As Nigel Hall mentioned last night, Chapter 2 started a bond and musical and personal friendship at the highest level between Eric and Nigel which continues to this very day. The six sets were set up as a storytellers type of show. As the MC of the night, Nigel gave the audience a glimpse into the decade since the band, Chapter 2, started and told the audience how they met. Nigel was living in Maine and him and his mother were huge Soulive fans and knew Eric’s work. Eric, too, knew of Nigel via Ryan Zoidis (of Lettuce who is from Maine) and Eric called Nigel out of the blue and told him how he wrote all the music for “Reminisce” and after hearing Nigel’s voice online Eric sent him the music he had written (for ‘Reminisce’ his first solo album). Eric sent the first track “Nobody” and sent it to Nigel to practice and work out. A day later Nigel sent the recording to Eric and the next day Eric bought Nigel a ticket to NYC to be the vocalist on ‘Reminisce’ which was Nigel’s first plane ride ever. As he said last night, now he lives on those damn things. Both Louis Cato, drummer (who plays multiple instruments on The The Late Show with Stephen Colbert with Jon Batiste) and Chris Loflin the skilled and effervescent bass player sporting an endless smile during every show, rounded out the band Chapter 2. These 4 cats do not play together often and seemed thrilled to be playing together again after a long break at the most storied jazz venue in NYC, The Blue Note.

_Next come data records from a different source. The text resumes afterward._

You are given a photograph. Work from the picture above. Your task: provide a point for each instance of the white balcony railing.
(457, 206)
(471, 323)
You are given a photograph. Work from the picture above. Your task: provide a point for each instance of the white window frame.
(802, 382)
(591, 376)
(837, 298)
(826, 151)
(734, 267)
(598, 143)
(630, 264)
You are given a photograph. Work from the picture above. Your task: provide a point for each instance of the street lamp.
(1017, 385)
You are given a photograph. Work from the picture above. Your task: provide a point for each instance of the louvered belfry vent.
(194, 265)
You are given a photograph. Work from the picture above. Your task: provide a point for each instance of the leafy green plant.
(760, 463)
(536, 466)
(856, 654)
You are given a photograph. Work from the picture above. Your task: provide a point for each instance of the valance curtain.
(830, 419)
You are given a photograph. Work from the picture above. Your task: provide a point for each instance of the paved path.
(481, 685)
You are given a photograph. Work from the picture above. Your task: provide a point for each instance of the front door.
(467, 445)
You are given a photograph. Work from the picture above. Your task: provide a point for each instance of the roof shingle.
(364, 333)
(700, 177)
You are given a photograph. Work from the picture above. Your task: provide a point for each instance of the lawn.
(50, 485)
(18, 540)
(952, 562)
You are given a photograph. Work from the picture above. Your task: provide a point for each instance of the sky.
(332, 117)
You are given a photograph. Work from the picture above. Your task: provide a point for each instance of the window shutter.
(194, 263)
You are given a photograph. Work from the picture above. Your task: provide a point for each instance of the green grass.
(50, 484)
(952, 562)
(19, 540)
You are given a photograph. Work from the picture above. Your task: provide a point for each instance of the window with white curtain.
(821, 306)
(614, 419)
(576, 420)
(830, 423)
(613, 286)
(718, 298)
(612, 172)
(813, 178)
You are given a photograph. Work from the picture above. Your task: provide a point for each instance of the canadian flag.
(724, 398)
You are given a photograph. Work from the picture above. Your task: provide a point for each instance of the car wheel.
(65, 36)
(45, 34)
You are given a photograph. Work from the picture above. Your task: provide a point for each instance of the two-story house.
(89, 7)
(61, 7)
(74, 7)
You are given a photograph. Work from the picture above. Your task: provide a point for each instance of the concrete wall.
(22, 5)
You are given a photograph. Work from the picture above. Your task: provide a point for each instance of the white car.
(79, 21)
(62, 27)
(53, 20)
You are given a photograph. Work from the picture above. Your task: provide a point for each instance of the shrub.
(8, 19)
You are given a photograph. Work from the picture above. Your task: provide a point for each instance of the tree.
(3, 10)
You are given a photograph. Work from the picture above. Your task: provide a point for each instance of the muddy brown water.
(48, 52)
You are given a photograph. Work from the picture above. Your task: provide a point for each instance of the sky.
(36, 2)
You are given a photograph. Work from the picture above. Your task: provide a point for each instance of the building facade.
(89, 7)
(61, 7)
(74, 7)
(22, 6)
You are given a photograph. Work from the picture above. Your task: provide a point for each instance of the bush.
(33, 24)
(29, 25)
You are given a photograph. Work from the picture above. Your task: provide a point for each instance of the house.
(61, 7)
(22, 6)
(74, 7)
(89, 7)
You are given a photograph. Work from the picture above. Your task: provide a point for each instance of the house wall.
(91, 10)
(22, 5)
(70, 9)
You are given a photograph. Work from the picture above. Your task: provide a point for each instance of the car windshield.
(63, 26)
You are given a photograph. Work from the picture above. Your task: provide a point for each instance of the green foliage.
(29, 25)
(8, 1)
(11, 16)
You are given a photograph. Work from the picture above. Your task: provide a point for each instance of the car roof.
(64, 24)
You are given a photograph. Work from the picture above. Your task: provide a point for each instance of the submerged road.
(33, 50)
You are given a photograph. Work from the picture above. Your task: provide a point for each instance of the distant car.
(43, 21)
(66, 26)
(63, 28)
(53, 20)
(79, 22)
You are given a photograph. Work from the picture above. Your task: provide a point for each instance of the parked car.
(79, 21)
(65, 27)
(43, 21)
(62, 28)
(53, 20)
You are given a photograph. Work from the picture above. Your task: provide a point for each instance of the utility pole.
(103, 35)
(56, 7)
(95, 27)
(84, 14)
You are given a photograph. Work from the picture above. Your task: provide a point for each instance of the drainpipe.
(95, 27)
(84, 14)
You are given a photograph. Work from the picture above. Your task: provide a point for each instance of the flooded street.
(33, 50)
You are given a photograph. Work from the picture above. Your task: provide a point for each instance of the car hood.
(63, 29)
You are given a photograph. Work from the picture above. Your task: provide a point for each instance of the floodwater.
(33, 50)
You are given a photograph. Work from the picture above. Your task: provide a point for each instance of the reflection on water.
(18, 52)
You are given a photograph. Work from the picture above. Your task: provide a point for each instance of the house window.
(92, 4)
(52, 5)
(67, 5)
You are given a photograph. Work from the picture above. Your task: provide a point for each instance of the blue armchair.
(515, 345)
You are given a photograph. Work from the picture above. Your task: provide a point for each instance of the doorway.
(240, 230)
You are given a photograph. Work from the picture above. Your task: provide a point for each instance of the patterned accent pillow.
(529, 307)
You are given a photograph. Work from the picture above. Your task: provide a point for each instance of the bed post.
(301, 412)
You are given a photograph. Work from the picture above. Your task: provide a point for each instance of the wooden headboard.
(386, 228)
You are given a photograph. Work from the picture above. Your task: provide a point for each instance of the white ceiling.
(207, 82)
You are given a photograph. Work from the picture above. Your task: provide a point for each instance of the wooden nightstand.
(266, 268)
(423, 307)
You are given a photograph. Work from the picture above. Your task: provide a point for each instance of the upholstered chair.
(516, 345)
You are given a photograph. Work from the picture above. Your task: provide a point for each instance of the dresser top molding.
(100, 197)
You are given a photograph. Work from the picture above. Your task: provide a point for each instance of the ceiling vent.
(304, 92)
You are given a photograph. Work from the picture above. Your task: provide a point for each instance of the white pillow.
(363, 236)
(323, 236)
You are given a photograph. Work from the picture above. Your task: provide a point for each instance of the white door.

The first set started off with Chapter 2 and Robert Randolph, the slide guitar virtuoso, who fronts Robert Randolph and The Family Band. There were many moments where the crowd was reminded of what a close family the musicians were. Nigel used to play in Randolph’s band before becoming a full-time member of Lettuce. Also, Kraz and Robert have teamed up many times during Bowlive and tons of other supergroup, festival moments and there was no denying the love in the room, the talent and the energy between the musicians. Eric shined brightly, as usual, during a long, instrumental and funky “Get Back” and then “Hey Joe” with Robert singing and playing the hell of his beloved slide guitar. My favorite and the most unexpected song of the first set was “Presence of the Lord” by Blind Faith and written by Eric Clapton. Louis Cato and Krasno shared the vocals on this very deep tune which I have never heard any of them play in any of their previous ensembles. It was beautiful and hopefully, this tune will stick around because it was done lovely. Danny Clinch, the famed photographer and noted harmonica player, sat in with the boys playing the Muddy Water’s song “Mannish Boy” with Robert Randolph doing the singing including clearly improvised lines like “Im a Man…Im a New Jersey Turnpike man” in a nod to Randolph being from The Garden State, New Jersey. The 1 1/2 first set closed with an epic “Manic Depression” straight off the Reminisce album and had a few people bucking the always sit down in the Blue Note trend and got up and started dancing. At the end, the Blue Note crowd was on their feet cheering and clapping.
The second set started with only Chapter 2 on stage and with 76, which is an instrumental that is one of my favorites written by Krasno. After that tune, Kraz called up James Casey (from Trey Anastasio Band and Meghan Trainor, formally from Lettuce) to play a stupendous 5-minute sax solo “Don’t Change for Me” written by Kraz and Nigel for Nigel’s solo album “Ladies and Gentlemen…Nigel Hall.’ The rest of the set included a killer take on “Golden Time of Day” by MAZE and Frankie Beverly with Robert Randolph sitting in for the rest of the set. In one of my favorite moments, the ringleader of the night Eric Krasno sauntered up to the mic and sang a soulful “Sugaree.” It has been a wonderful experience watching Krasno finding his singing voice in the last few years. His album with his band the Eric Krasno Band “Blood From A Stone” has shown the multi-instrumental artists soulful singing voice to the world.
They do not do it often but if they put this group together it is a must see. Long live Eric Krasno and Chapter 2.